Alors que François Bayrou va tenter, demain lundi, lors d’une conférence de presse, de défendre son prochain budget et Jean-Luc Mélenchon ne pense qu’au blocage de la France le 10 septembre prochain et les jours d’après (il a reçu sans surprise le soutien des appareils des « Verts » et du Parti socialiste) Rachida Dati, elle, persiste et signe. La cheffe de file de la droite parisienne aux municipales parisienne de 2026, défie la direction des Républicains. En annonçant et confirmant son intention aujourd’hui dimanche de bien se présenter dans le seconde circonscription contre Michel Barnier, investi par LR, lors d’une législative partielle prévue les 21 et 28 septembre dans la capitale. Elle voit en ce scrutin « la première étape du rassemblement et de la dynamique de victoire à Paris. « Je refuse, s’exprime-t-elle encore, que les Parisiens se fassent imposer des candidats semant la désunion au détriment de notre combat commun pour Paris ». La maire du 7 e arrondissement et ministre de la Culture invite encore les forces politiques de droite et du centre à prendre leurs responsabilités. « Dès à présent, j’assumerai les miennes et le ferai jusqu’au bout ».
Un certain roi… d’origine béarnaise (non il ne s’agit pas de « Lou Bayrou » qui lui a le dos au mur, au pied de ses chères Pyrénées) ne disait-il pas « Paris vaut bien du messe ». Une autre messe est visiblement dite dans la capitale: l’ex-Premier ministre victime de la motion de censure qui l’a écarté de Matignon, aura bien la Rachida dans ses grandes « pattes » de montagnard. « Que la montagne est belle », chantait Jean Ferrat ! Pas sûr que Michel Barnier puisse la chanter déjà pendant sa campagne…Il n’en demeure pas moins que cet affrontement est celui aussi de tous les dangers pour la prétendante du fauteuil d’Anne Hidalgo. Se ramasser dans cette législative serait synonyme d’échec inquiétant pour elle pour le scrutin qui l’intéresse le plus. Elle n’a que des coups à prendre. C’est un peu un jeu du quitte au double gagnant ou perdant. Son volontarisme sera-t-il suffisant pour passer ce premier obstacle ?

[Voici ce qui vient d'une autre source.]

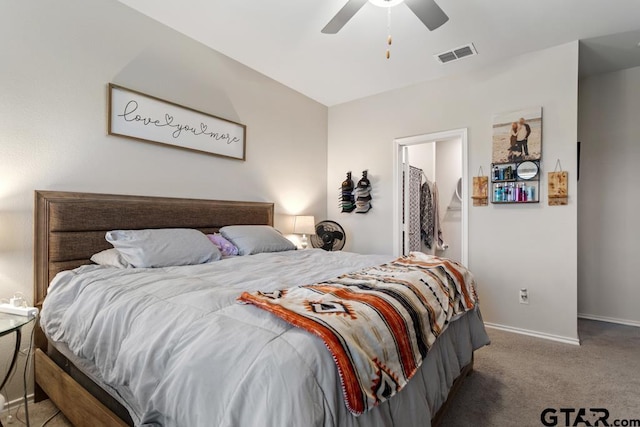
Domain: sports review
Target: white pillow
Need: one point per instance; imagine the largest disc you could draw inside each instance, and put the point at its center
(110, 257)
(163, 247)
(254, 239)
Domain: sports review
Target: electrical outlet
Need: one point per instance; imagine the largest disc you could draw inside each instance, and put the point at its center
(524, 296)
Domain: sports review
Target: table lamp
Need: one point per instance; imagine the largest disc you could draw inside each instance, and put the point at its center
(304, 224)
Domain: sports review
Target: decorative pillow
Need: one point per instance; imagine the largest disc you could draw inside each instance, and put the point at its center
(110, 257)
(163, 247)
(226, 247)
(254, 239)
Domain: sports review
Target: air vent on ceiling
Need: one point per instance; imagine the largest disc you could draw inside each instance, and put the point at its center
(457, 53)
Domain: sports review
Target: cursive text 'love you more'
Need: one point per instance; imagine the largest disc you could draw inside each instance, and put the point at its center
(129, 115)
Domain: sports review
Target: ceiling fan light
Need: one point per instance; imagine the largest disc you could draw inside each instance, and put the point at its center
(385, 3)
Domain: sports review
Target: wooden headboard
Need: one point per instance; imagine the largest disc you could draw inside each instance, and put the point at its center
(70, 227)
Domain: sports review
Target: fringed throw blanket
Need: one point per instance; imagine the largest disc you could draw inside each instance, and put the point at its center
(378, 323)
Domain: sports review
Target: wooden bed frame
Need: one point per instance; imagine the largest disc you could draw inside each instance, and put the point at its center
(70, 227)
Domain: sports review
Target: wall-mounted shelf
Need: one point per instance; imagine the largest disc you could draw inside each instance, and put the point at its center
(515, 182)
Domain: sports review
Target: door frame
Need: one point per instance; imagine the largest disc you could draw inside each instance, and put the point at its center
(400, 146)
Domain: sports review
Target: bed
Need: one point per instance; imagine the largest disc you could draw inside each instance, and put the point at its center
(70, 227)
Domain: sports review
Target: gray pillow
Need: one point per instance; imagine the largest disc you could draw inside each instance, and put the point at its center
(110, 257)
(254, 239)
(163, 247)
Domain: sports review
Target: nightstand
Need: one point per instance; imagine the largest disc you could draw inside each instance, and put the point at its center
(12, 323)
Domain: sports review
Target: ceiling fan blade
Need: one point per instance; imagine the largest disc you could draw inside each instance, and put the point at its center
(431, 15)
(343, 16)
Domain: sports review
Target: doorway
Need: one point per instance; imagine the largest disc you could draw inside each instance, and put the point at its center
(440, 160)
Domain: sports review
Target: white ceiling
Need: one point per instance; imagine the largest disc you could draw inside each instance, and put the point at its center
(282, 39)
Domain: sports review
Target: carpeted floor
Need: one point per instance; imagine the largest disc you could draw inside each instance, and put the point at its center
(517, 377)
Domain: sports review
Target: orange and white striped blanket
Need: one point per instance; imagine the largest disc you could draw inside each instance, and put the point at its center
(378, 323)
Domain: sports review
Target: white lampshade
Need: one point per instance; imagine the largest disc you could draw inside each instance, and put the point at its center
(304, 224)
(386, 3)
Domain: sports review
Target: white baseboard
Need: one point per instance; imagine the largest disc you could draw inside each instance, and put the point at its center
(626, 322)
(15, 403)
(543, 335)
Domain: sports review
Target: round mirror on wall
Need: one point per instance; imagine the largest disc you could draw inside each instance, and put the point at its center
(527, 170)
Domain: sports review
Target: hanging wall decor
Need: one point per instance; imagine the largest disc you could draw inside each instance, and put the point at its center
(346, 195)
(480, 189)
(363, 194)
(143, 117)
(558, 186)
(517, 136)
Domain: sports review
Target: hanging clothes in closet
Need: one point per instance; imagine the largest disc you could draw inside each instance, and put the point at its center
(415, 225)
(431, 232)
(424, 217)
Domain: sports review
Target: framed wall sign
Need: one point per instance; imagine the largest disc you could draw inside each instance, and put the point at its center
(144, 117)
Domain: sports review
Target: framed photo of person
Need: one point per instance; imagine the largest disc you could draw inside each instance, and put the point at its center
(517, 136)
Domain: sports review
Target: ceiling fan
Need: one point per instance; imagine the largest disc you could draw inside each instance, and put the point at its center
(431, 15)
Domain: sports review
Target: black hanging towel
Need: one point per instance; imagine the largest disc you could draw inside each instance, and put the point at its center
(363, 194)
(348, 200)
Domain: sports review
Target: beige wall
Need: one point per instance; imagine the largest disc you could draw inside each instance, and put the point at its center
(57, 59)
(609, 107)
(510, 247)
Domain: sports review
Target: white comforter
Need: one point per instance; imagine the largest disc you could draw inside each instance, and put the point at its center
(175, 345)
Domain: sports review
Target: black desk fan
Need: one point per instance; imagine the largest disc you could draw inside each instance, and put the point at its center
(329, 236)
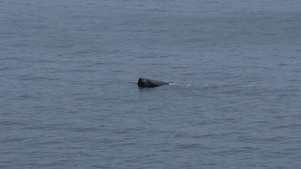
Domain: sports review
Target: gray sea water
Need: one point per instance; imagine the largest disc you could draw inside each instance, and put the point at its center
(69, 99)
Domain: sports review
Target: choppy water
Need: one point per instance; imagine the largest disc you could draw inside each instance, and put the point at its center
(68, 94)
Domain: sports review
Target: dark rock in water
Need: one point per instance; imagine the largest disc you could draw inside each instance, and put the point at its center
(148, 83)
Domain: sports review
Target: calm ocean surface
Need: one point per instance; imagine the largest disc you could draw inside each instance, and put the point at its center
(69, 99)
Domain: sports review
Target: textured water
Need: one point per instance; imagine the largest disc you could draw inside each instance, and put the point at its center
(69, 99)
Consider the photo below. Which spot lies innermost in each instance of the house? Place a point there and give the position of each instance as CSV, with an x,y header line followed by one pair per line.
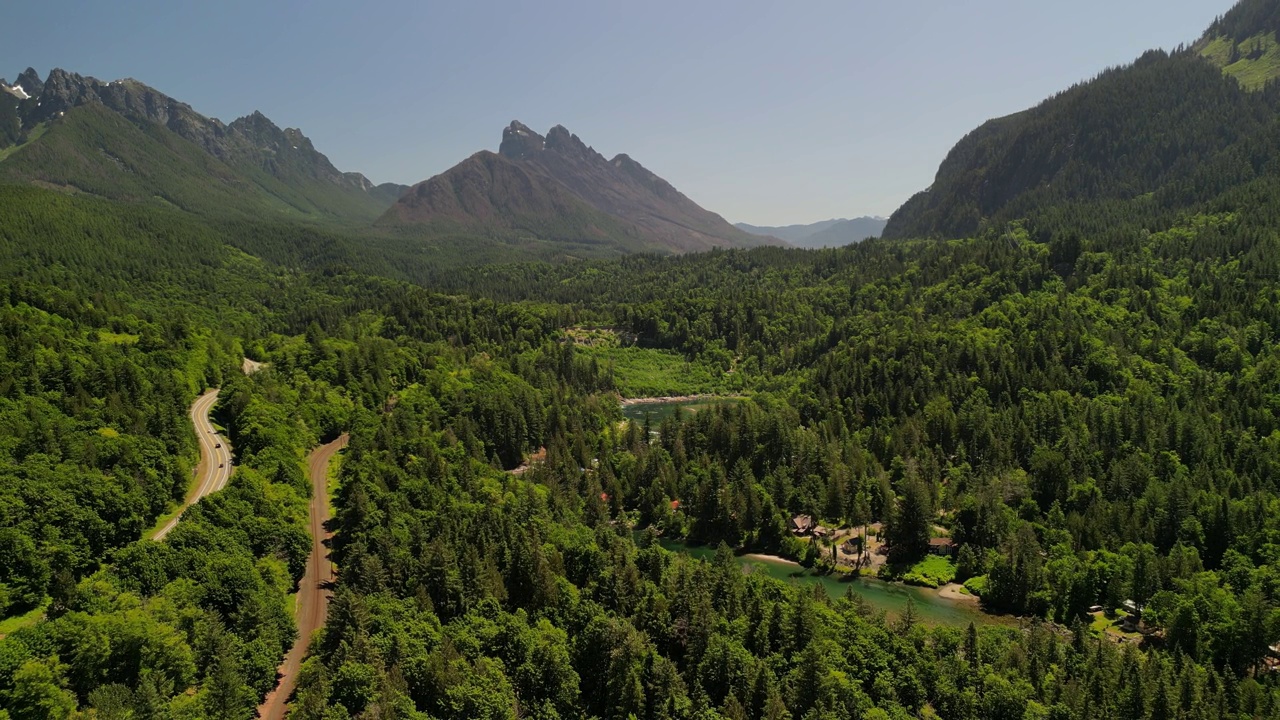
x,y
946,547
801,524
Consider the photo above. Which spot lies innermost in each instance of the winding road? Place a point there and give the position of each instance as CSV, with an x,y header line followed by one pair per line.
x,y
215,459
314,588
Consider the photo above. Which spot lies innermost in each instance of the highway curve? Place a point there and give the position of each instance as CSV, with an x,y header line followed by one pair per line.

Plus au sud, l’ancien président emblématique de l’Olympique de Lyon, Jean-Michel Aulas, n’a pas besoin de se raser pour penser à cette même échéance municipale. Il devrait annoncer sa candidature dans la capitale des Gaules d’ici à quelques jours. Voilà un adversaire de poids probable pour le « khmer vert » de Lyon. N’estime-t-il pas « qu’il existe des passerelles entre le sport, la société et la politique ». Gouverner un club, une entreprise ou une ville, c’est composer avec les égo et tensions, sans perdre de vue l’intérêt collectif. J’ai construit tant dans le domaine de l’entreprise que du football. Dans la vie publique, voudrais désormais refonder »….Réussira-t-il, là ou a échoué son grand rival de l’époque sur le terrain du football, Bernard Tapie, à Marseille où le champion d’Europe n’avait pu se présenter aux municipales dans la cité phocéenne ? Mais réussi certes dans une ville de moindre importance démographique, l’ancien ministre et maire de Valenciennes, Jean-Louis Boorlo… et homme politique majeur de l’époque Chirac-Sarkozy !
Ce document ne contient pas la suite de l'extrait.